Cocchiara’s words fall just weeks behind the town board’s passing of its police reform plan. The plan, passed within two weeks of the governor’s April 1 deadline, was the culmination of several committee meetings involving a facilitator and community leaders often questioning and demanding changes to common police practices. Cocchiara and several more police officers were in attendance facing those questions.
“We will continue to work together to enhance our community relationships, create new bonds with our citizens, foster trust, and continue in our commitment to keeping them safe and secure in their homes and on our roadways,” Cocchiara said. “The work we have begun for our community involving responsible police reform will continue as we are determined to make our Department better than ever before.”
In Albany, protestors gathered in front of its police department’s South Station. It was the site that had ignited a riot that spilled out into the suburbs less than a year ago. The congregation began camping outside the station on Friday, April 16, following a peaceful march that started at Townsend Park. But, like last year, it started to turn violent when protestors began banging on doors to gain entrance into the station. One window was broken.

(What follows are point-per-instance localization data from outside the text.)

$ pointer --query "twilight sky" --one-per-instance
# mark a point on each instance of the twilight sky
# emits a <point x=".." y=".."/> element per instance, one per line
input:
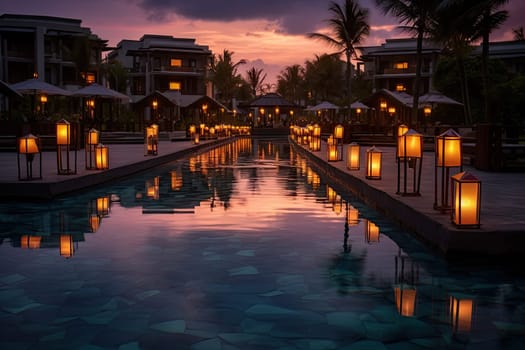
<point x="269" y="34"/>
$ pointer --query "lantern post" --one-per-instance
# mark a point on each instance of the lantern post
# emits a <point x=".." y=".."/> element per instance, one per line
<point x="29" y="145"/>
<point x="410" y="154"/>
<point x="447" y="155"/>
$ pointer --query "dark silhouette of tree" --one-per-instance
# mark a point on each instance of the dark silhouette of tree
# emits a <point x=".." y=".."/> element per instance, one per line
<point x="349" y="25"/>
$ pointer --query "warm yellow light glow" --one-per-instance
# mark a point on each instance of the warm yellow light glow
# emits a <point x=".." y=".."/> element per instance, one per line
<point x="448" y="149"/>
<point x="28" y="144"/>
<point x="466" y="198"/>
<point x="175" y="85"/>
<point x="373" y="163"/>
<point x="101" y="157"/>
<point x="461" y="314"/>
<point x="66" y="246"/>
<point x="405" y="300"/>
<point x="371" y="232"/>
<point x="410" y="145"/>
<point x="333" y="154"/>
<point x="29" y="241"/>
<point x="353" y="156"/>
<point x="63" y="134"/>
<point x="338" y="131"/>
<point x="92" y="137"/>
<point x="352" y="216"/>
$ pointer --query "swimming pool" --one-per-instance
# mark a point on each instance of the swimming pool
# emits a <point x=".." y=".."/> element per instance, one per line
<point x="244" y="246"/>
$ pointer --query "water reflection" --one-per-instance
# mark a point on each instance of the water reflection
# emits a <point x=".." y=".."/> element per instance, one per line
<point x="245" y="241"/>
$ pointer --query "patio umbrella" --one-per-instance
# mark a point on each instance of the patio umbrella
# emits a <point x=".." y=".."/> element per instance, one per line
<point x="435" y="97"/>
<point x="38" y="87"/>
<point x="96" y="90"/>
<point x="323" y="106"/>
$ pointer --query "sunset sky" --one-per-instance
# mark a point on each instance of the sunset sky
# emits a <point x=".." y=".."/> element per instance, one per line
<point x="269" y="34"/>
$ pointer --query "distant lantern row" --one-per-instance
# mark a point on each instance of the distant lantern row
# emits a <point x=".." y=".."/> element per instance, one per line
<point x="465" y="188"/>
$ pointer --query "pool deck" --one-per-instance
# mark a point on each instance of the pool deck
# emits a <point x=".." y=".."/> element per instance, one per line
<point x="502" y="231"/>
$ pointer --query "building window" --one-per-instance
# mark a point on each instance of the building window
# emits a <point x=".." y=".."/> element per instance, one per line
<point x="401" y="87"/>
<point x="176" y="62"/>
<point x="89" y="77"/>
<point x="174" y="85"/>
<point x="401" y="65"/>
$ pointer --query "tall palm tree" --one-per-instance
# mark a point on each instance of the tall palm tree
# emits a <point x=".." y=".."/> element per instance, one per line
<point x="290" y="82"/>
<point x="255" y="79"/>
<point x="349" y="26"/>
<point x="518" y="33"/>
<point x="416" y="17"/>
<point x="492" y="17"/>
<point x="225" y="76"/>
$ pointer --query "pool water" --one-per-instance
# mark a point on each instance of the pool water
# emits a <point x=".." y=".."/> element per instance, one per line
<point x="243" y="246"/>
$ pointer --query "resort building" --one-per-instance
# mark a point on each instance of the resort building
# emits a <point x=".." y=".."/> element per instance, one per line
<point x="59" y="50"/>
<point x="163" y="63"/>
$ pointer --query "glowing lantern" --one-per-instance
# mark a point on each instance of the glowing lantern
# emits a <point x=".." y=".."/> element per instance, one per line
<point x="63" y="132"/>
<point x="66" y="246"/>
<point x="405" y="300"/>
<point x="373" y="163"/>
<point x="352" y="216"/>
<point x="31" y="242"/>
<point x="401" y="129"/>
<point x="448" y="155"/>
<point x="466" y="199"/>
<point x="63" y="140"/>
<point x="338" y="132"/>
<point x="151" y="140"/>
<point x="353" y="156"/>
<point x="29" y="146"/>
<point x="461" y="314"/>
<point x="371" y="232"/>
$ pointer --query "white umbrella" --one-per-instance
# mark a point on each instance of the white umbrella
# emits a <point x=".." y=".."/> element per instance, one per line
<point x="322" y="106"/>
<point x="96" y="90"/>
<point x="358" y="104"/>
<point x="435" y="97"/>
<point x="36" y="86"/>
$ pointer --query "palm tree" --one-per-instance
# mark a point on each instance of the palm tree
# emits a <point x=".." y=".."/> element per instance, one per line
<point x="255" y="80"/>
<point x="225" y="76"/>
<point x="416" y="15"/>
<point x="349" y="26"/>
<point x="491" y="18"/>
<point x="290" y="82"/>
<point x="518" y="33"/>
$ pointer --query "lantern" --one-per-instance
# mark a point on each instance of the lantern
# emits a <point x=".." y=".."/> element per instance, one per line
<point x="405" y="300"/>
<point x="373" y="163"/>
<point x="66" y="246"/>
<point x="92" y="139"/>
<point x="64" y="138"/>
<point x="448" y="155"/>
<point x="338" y="133"/>
<point x="332" y="154"/>
<point x="31" y="242"/>
<point x="401" y="129"/>
<point x="102" y="206"/>
<point x="352" y="156"/>
<point x="151" y="140"/>
<point x="101" y="157"/>
<point x="352" y="216"/>
<point x="409" y="154"/>
<point x="29" y="145"/>
<point x="371" y="232"/>
<point x="466" y="200"/>
<point x="461" y="311"/>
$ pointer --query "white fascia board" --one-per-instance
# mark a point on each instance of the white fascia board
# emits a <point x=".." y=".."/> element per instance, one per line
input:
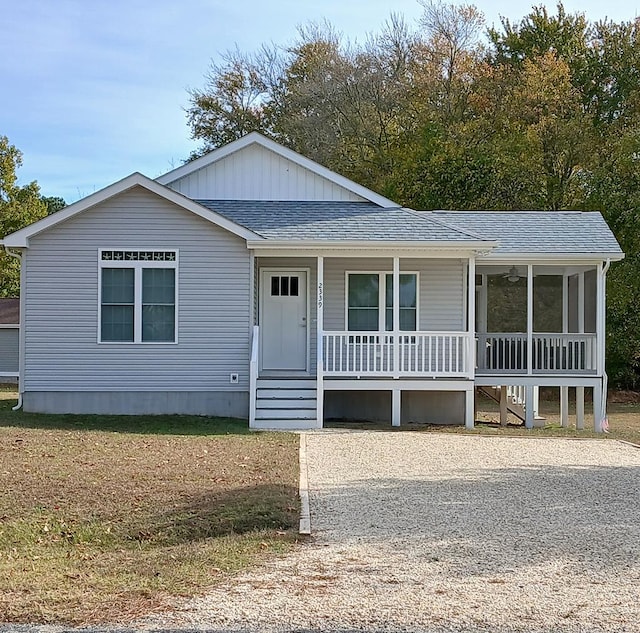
<point x="299" y="159"/>
<point x="269" y="248"/>
<point x="20" y="239"/>
<point x="563" y="258"/>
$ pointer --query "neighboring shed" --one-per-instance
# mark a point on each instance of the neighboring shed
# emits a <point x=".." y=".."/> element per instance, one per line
<point x="9" y="337"/>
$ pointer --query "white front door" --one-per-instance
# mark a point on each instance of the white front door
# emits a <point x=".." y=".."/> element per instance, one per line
<point x="283" y="320"/>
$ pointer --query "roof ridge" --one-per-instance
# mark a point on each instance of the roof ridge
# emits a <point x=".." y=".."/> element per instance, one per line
<point x="448" y="226"/>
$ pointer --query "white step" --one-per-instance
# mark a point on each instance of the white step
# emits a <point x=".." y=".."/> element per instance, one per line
<point x="286" y="393"/>
<point x="286" y="383"/>
<point x="277" y="403"/>
<point x="287" y="414"/>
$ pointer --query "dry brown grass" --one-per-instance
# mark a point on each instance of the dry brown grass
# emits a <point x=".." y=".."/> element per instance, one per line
<point x="99" y="526"/>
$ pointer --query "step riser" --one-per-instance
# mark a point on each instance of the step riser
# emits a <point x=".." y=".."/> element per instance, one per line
<point x="278" y="383"/>
<point x="286" y="404"/>
<point x="286" y="393"/>
<point x="285" y="414"/>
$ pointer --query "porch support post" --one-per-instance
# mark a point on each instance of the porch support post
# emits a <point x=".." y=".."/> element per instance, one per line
<point x="396" y="318"/>
<point x="600" y="301"/>
<point x="564" y="406"/>
<point x="469" y="412"/>
<point x="580" y="408"/>
<point x="597" y="407"/>
<point x="528" y="408"/>
<point x="471" y="318"/>
<point x="530" y="326"/>
<point x="319" y="343"/>
<point x="396" y="397"/>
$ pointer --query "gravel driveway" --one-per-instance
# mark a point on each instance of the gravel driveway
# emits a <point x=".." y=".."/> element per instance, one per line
<point x="438" y="532"/>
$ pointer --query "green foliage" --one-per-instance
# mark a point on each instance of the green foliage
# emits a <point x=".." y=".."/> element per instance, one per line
<point x="19" y="206"/>
<point x="543" y="113"/>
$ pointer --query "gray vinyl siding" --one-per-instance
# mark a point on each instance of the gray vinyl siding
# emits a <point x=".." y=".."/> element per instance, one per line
<point x="9" y="350"/>
<point x="441" y="291"/>
<point x="61" y="303"/>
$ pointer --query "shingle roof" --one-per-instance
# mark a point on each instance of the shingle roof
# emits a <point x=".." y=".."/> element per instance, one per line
<point x="571" y="232"/>
<point x="9" y="311"/>
<point x="336" y="221"/>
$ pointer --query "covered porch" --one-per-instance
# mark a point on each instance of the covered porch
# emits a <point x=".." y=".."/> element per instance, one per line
<point x="385" y="321"/>
<point x="543" y="324"/>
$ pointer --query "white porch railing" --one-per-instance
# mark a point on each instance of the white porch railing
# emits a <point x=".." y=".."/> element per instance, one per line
<point x="411" y="354"/>
<point x="551" y="353"/>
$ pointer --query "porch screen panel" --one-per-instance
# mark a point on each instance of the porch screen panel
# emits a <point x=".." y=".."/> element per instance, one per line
<point x="408" y="303"/>
<point x="363" y="302"/>
<point x="117" y="310"/>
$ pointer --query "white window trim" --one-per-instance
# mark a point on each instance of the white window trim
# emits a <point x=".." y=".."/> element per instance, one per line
<point x="137" y="309"/>
<point x="382" y="289"/>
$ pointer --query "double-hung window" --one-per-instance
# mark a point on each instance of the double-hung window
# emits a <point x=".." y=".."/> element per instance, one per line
<point x="138" y="296"/>
<point x="367" y="292"/>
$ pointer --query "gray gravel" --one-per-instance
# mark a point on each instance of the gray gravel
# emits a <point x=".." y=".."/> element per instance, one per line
<point x="436" y="532"/>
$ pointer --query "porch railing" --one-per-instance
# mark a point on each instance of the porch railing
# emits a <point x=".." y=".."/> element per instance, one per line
<point x="405" y="354"/>
<point x="551" y="353"/>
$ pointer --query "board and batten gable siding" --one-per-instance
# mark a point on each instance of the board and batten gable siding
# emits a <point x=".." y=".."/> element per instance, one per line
<point x="9" y="350"/>
<point x="61" y="303"/>
<point x="257" y="173"/>
<point x="441" y="290"/>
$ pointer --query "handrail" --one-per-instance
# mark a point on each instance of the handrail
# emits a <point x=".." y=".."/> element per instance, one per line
<point x="253" y="374"/>
<point x="406" y="353"/>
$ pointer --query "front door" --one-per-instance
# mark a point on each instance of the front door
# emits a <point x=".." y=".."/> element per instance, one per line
<point x="283" y="320"/>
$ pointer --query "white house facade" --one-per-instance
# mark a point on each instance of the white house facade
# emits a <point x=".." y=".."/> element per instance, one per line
<point x="255" y="283"/>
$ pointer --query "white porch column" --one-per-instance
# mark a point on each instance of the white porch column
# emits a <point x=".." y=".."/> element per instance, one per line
<point x="597" y="408"/>
<point x="529" y="397"/>
<point x="396" y="317"/>
<point x="319" y="344"/>
<point x="396" y="412"/>
<point x="469" y="412"/>
<point x="600" y="312"/>
<point x="528" y="415"/>
<point x="471" y="317"/>
<point x="564" y="406"/>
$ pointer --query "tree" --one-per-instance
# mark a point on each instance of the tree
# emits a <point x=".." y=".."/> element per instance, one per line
<point x="53" y="203"/>
<point x="19" y="206"/>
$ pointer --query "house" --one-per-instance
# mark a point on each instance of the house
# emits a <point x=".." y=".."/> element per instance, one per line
<point x="9" y="339"/>
<point x="254" y="282"/>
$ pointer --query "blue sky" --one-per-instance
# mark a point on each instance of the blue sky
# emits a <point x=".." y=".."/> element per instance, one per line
<point x="93" y="90"/>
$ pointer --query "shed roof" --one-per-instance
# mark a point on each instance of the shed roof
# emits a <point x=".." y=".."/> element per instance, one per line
<point x="338" y="221"/>
<point x="9" y="311"/>
<point x="549" y="232"/>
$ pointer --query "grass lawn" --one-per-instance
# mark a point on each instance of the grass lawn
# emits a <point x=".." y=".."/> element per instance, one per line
<point x="106" y="518"/>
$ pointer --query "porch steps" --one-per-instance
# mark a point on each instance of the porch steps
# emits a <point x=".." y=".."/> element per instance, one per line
<point x="286" y="403"/>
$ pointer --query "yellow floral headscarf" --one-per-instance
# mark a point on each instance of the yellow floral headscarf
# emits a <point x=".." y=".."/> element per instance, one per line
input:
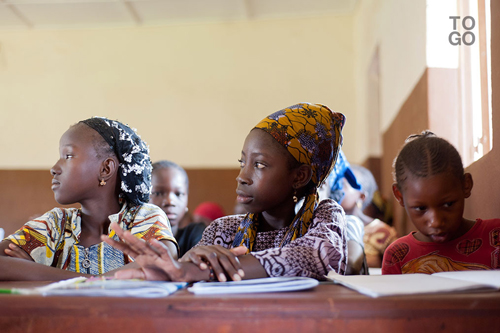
<point x="312" y="134"/>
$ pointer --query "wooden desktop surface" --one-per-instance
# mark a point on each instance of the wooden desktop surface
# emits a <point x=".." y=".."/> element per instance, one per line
<point x="327" y="308"/>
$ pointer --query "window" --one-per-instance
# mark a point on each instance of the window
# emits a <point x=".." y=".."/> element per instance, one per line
<point x="475" y="79"/>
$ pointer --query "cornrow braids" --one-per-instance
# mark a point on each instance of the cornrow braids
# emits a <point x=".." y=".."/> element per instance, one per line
<point x="425" y="155"/>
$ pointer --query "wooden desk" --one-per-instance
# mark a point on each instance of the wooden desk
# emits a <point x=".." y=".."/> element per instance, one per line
<point x="327" y="308"/>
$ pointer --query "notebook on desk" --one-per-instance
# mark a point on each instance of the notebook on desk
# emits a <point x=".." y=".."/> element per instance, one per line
<point x="412" y="284"/>
<point x="107" y="287"/>
<point x="263" y="285"/>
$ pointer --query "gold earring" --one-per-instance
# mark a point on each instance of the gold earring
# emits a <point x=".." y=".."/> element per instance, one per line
<point x="359" y="204"/>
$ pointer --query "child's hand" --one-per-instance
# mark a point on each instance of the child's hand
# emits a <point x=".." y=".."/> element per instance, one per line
<point x="155" y="258"/>
<point x="15" y="251"/>
<point x="222" y="260"/>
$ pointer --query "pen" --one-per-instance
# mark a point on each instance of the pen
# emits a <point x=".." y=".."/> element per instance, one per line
<point x="9" y="291"/>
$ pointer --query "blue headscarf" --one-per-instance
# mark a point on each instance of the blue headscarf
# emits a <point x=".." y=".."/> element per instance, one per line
<point x="341" y="170"/>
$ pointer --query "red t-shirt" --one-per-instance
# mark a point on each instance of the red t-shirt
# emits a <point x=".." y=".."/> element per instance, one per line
<point x="477" y="249"/>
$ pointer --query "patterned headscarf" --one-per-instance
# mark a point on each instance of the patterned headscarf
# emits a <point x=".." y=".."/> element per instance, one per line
<point x="312" y="134"/>
<point x="132" y="153"/>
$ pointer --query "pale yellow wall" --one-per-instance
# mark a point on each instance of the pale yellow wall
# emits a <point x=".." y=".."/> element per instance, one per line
<point x="193" y="92"/>
<point x="398" y="29"/>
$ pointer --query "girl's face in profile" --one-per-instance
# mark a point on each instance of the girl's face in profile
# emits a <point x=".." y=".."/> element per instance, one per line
<point x="265" y="181"/>
<point x="76" y="173"/>
<point x="435" y="205"/>
<point x="170" y="193"/>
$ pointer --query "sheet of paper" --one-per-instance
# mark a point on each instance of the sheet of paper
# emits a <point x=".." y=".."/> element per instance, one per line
<point x="263" y="285"/>
<point x="106" y="287"/>
<point x="404" y="284"/>
<point x="490" y="278"/>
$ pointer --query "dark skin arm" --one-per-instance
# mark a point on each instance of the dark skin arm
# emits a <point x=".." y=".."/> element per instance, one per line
<point x="17" y="269"/>
<point x="17" y="266"/>
<point x="157" y="263"/>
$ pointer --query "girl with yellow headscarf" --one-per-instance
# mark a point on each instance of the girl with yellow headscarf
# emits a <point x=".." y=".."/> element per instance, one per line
<point x="286" y="157"/>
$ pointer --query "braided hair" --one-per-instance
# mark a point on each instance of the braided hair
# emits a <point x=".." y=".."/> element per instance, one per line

The congregation remained in front of the station until Thursday, April 22, when Albany police Chief Eric Hawkins told protestors they could “peacefully demonstrate, but they must do so in a space that is safe and lawful.” Moments later, at least 50 Albany Police officers pushed through and dismantled tents and force people off of Arch Street.
“I fully support Chief Hawkins’ decision to end the unlawful encampment while providing space for peaceful protests that keeps our residents, workforce, and protestors safe,” Sheehan later shared on social media. “We have allowed these protestors to express their First Amendment rights for several days, however their protest escalated to camping in the street, damaging taxpayer property and starting open fires.”
The events of last year’s riots were avoided. Avoidance was the message Bethlehem’s town supervisor wanted to reiterate soon after Chauvin’s verdict.
“We must ensure that nothing like this, nothing even remotely resembling this, ever happens here. Black lives matter in Bethlehem, and we must continue to work diligently to implement changes that make this fundamental truth an integral part of who we are as a police department, a Town government, and a community,” VanLuven said.